Une équipe de chercheurs a publié en mai 2026 sur arXiv (2605.04649) une méthode en deux étapes pour l'assemblage robotique sous tolérances sub-millimétriques, combinant apprentissage par imitation (IL) et apprentissage par renforcement (RL) augmentés par retour tactile. Le premier module IL apprend l'approche et la saisie du peg, tandis qu'un second module RL se charge de l'insertion proprement dite, incluant la récupération sur contact. Deux contributions techniques encadrent le système : le "tactile group sampling", qui augmente la couverture des segments de contact critiques en entraînement, et un "tactile critic" pour une meilleure évaluation des politiques. Testée sur cinq géométries de trous et trois niveaux de jeu, la méthode atteint un taux de réussite de 67 % sous le jeu le plus sévère (0,05 mm), tout en réduisant la force de contact maximale de 60 % et le couple de 44 % par rapport aux approches de référence.

L'assemblage sous tolérances inférieures à 0,1 mm est l'un des goulots d'étranglement persistants de la robotique industrielle : une erreur de pose de quelques centièmes suffit à provoquer un coincement (jamming) ou la destruction d'une pièce à haute valeur. Que ce travail maintienne des forces basses tout en conservant un taux de succès substantiel répond directement aux critères des équipementiers électroniques, médicaux et de la mécanique fine. L'approche confirme surtout que les capteurs tactiles, longtemps relégués derrière la vision, peuvent combler le sim-to-real gap dans les tâches contact-riches, là où la caméra manque de résolution locale, un argument de poids pour les intégrateurs qui dimensionnent leurs cellules.

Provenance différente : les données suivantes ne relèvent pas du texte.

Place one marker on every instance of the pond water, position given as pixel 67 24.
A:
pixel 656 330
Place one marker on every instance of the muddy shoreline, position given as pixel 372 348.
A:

Ce travail s'inscrit dans la lignée des recherches peg-in-hole initiées par les labos MIT et Stanford, mais l'accent sur la sécurité des forces le distingue des approches orientées performance brute. Sur le marché, les fabricants de bras collaboratifs (Universal Robots, FANUC, ABB) et les spécialistes du capteur tactile (Contactile, Xela Robotics, Touchlab) seront attentifs à la reproductibilité sur hardware réel. Le preprint reste au stade de la preuve de concept en laboratoire, sans pilote industriel annoncé ; les prolongements logiques incluent des géométries asymétriques, des matériaux déformables et une validation temps-réel embarquée pour tenir les cadences de production.

Impact France/UE

Les fabricants européens de bras collaboratifs (Universal Robots, ABB) et les intégrateurs de cellules d'assemblage de précision pourraient s'appuyer sur cette approche pour adresser les goulots d'étranglement dans l'électronique et le médical, secteurs où les tolérances sub-millimétriques sont la norme.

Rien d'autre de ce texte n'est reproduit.